Selon un député Balad, la décision du chef de Raam, Mansour Abbas, de ne pas participer au vote, est "un coup porté à la plateforme de la Liste arabe unie"

Le président de la Liste arabe unie Ayman Odeh (Hadash) s'adresse à la Knesset lors d'un vote de dissolution du gouvernement israélien, le 2 décembre 2020. (Crédit : Porte-parole de la Knesset)
Le président de la Liste arabe unie Ayman Odeh (Hadash) s'adresse à la Knesset lors d'un vote de dissolution du gouvernement israélien, le 2 décembre 2020. (Crédit : Porte-parole de la Knesset)

Les tensions ont augmenté d’un cran au sein de la Liste arabe unie après qu’une de ses factions constituantes a refusé de participer au vote de mercredi à la Knesset sur la dissolution du gouvernement du Premier ministre Benjamin Netanyahu.

La décision de la faction Raam est interprétée comme une preuve de soutien potentiel au Premier ministre, dont les politiques de droite et le prétendu racisme l’ont rendu profondément impopulaire auprès d’une grande partie du public arabe, mais avec lequel le chef de faction Mansour Abbas a ouvertement exprimé sa volonté de travailler.

Trois des quatre partis à majorité arabe du bloc ont voté la dissolution de la Knesset pour tenter de renverser le gouvernement de Netanyahu : le parti de gauche Hadash, le nationaliste palestinien Balad et le parti Taal du député Ahmad Tibi.

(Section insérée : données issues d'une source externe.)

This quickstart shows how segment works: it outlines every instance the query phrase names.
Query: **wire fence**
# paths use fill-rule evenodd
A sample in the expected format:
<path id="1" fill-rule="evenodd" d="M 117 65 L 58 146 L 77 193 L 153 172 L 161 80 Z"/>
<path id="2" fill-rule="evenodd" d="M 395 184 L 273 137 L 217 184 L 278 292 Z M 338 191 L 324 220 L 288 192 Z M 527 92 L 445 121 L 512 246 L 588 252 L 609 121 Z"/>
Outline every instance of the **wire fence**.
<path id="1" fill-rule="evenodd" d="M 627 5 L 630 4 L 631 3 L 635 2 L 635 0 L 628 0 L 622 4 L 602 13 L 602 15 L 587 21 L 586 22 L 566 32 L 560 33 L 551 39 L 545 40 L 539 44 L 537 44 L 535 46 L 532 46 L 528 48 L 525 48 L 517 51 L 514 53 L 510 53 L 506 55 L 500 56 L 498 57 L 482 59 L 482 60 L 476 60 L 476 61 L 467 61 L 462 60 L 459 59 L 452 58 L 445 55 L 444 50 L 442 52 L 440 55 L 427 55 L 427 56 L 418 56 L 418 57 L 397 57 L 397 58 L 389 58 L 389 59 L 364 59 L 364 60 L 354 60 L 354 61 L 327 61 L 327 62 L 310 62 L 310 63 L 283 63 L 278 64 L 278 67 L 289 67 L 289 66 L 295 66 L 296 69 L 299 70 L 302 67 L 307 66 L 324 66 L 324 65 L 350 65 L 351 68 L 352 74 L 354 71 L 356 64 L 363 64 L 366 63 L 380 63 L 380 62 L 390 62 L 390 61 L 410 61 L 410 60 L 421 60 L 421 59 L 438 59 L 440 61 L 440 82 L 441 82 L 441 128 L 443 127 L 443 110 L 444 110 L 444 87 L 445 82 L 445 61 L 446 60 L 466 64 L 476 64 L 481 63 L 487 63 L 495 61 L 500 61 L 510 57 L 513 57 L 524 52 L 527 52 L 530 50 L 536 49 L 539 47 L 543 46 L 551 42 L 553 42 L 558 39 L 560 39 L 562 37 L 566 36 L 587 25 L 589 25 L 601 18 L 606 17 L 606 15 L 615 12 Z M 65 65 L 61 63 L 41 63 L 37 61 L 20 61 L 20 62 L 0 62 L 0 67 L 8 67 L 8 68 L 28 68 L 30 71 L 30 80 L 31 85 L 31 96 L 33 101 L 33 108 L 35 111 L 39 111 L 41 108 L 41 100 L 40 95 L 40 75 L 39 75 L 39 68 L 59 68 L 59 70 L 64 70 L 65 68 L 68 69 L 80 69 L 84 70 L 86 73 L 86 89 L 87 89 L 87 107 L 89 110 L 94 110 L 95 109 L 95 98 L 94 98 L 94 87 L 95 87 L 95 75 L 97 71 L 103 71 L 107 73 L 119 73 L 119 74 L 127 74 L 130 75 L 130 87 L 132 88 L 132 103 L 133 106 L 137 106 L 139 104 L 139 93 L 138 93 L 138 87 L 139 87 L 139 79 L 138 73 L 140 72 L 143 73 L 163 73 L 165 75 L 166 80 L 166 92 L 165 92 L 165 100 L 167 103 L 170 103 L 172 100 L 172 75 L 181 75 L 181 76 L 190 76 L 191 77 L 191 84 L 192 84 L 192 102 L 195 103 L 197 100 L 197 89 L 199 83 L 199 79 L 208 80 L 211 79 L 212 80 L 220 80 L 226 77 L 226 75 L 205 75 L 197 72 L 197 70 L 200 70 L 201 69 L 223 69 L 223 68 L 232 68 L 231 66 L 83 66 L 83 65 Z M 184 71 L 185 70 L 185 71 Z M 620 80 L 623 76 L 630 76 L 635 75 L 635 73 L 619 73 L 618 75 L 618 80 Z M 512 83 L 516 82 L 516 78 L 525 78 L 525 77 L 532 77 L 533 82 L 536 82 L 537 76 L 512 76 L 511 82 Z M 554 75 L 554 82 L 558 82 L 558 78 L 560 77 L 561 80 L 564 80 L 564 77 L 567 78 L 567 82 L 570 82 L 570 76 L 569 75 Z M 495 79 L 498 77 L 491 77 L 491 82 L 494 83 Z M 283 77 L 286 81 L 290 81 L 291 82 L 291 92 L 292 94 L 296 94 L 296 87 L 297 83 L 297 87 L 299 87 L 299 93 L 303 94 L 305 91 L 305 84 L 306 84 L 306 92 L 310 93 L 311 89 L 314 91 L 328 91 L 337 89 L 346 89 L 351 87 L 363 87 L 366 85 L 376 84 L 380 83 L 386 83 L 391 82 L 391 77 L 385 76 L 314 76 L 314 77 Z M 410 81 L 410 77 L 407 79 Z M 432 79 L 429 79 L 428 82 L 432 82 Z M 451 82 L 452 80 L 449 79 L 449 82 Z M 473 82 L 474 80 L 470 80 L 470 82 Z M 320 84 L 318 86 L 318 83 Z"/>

« La Liste arabe unie considère Netanyahu comme une catastrophe – sur le plan politique, social, économique et sanitaire », a déclaré le parti dans une déclaration précédant le vote mercredi matin.

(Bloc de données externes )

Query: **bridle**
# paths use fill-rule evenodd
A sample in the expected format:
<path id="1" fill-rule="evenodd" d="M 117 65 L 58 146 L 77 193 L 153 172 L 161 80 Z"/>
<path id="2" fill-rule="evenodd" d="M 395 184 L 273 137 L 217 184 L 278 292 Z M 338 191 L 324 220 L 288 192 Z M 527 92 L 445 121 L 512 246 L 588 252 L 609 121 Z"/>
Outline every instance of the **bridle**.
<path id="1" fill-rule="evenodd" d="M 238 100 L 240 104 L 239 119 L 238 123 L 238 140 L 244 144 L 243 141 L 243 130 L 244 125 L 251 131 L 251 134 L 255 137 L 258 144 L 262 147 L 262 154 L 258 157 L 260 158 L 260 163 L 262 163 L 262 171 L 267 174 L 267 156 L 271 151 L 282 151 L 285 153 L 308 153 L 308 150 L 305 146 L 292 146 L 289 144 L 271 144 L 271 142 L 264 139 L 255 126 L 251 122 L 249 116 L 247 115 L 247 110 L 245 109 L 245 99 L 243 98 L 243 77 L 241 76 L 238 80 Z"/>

Mais les quatre députés de la Liste arabe unie de la faction Raam de Mansour Abbas – la branche du sud du Mouvement islamique – étaient absents lorsque la Knesset a voté en lecture préliminaire la dissolution du gouvernement à 61 contre 54. Un député du Likud qui se trouve à l’étranger était le seul autre absent.

Mansour Abbas a déclaré au Times of Israel que la tenue d’élections retarderait des réalisations législatives cruciales et tangibles pour les Arabes israéliens, telles qu’un plan gouvernemental longtemps attendu pour lutter contre le crime organisé dans les communautés arabes.

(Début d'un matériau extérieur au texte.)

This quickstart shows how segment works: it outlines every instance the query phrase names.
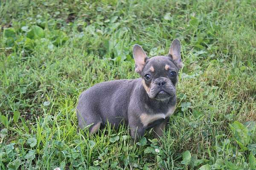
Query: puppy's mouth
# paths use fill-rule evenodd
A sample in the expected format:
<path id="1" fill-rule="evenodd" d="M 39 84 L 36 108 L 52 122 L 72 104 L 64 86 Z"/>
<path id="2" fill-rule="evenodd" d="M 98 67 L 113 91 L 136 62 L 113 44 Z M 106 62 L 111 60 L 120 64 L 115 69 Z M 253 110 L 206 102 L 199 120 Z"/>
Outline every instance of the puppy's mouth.
<path id="1" fill-rule="evenodd" d="M 169 94 L 166 92 L 164 90 L 160 91 L 157 94 L 156 96 L 156 99 L 164 99 L 168 98 L 171 97 L 171 96 Z"/>

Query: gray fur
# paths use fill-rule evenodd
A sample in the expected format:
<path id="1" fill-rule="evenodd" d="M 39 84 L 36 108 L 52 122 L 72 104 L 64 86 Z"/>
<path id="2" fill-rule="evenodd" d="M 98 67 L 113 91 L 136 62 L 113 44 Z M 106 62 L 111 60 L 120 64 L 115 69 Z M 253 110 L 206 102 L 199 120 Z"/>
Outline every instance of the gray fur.
<path id="1" fill-rule="evenodd" d="M 177 40 L 172 49 L 176 56 L 180 53 Z M 140 78 L 102 82 L 83 92 L 77 108 L 81 128 L 88 127 L 92 133 L 97 130 L 99 122 L 102 127 L 108 122 L 115 128 L 120 123 L 128 125 L 133 138 L 143 136 L 145 130 L 153 127 L 155 136 L 162 135 L 176 105 L 176 86 L 182 64 L 180 54 L 175 61 L 170 54 L 149 58 L 138 45 L 134 45 L 133 52 Z M 176 76 L 170 77 L 171 71 L 175 71 Z M 147 74 L 151 76 L 150 79 L 144 79 Z"/>

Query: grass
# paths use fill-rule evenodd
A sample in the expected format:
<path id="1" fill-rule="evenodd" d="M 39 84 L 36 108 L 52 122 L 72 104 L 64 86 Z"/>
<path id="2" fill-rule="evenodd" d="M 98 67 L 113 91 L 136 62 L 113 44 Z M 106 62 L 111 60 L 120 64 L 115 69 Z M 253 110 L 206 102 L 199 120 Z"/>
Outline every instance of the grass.
<path id="1" fill-rule="evenodd" d="M 256 168 L 255 0 L 0 1 L 0 170 Z M 77 132 L 79 94 L 182 44 L 162 144 Z M 159 152 L 158 152 L 158 150 Z"/>

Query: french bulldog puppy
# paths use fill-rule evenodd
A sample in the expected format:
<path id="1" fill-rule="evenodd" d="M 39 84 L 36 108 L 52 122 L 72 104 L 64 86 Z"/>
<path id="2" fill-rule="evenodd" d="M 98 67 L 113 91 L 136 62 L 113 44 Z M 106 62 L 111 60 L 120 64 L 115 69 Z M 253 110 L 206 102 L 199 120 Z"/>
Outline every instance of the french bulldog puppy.
<path id="1" fill-rule="evenodd" d="M 180 43 L 172 42 L 167 56 L 148 58 L 135 45 L 133 56 L 138 79 L 102 82 L 83 92 L 77 108 L 79 125 L 90 134 L 110 125 L 129 127 L 132 138 L 137 139 L 154 128 L 154 137 L 163 136 L 175 109 L 178 73 L 183 64 Z"/>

« Si nous allons aux élections maintenant, nous verrons la droite prendre le contrôle de la Knesset. Netanyahu formera un gouvernement sous son contrôle avec Naftali Bennett [chef du parti Yamina]. L’opportunité de faire avancer le plan du gouvernement pour combattre la violence et le crime dans les municipalités arabes sera perdue », a déclaré M. Abbas lors d’un appel téléphonique.

Le député de la Liste arabe unie, Mansour Abbas, dans une interview sur DemocratTV, le 27 octobre 2020. (Capture d’écran sur Twitter)

Le vote a préparé le terrain pour un quatrième scrutin en deux ans, le ministre de la Défense Benny Gantz et son parti Kakhol lavan ayant voté en faveur de cette motion.

La motion doit encore passer en commission et faire l’objet de trois autres lectures à la Knesset avant la convocation de nouvelles élections.

L’abstention de Raam constitue la dernière volée en date d’une prise de bec publique de la Liste arabe unie qui dure plusieurs semaines. Le parti de Mansour Abbas a rompu rhétoriquement ces dernières semaines avec les trois autres factions, qui composent le bloc des partis arabes.

Le parti est une alliance entre quatre factions dirigées par des Arabes de l’ensemble du spectre politique, unies principalement par leur appartenance ethnique commune et forcées de se réunir pour éviter de tomber sous le seuil électoral de 3,25 % requis par la Knesset.

La Knesset vote une première lecture d’un projet de loi visant à dissoudre le gouvernement, le 2 décembre 2020. (Crédit : Porte-parole de la Knesset)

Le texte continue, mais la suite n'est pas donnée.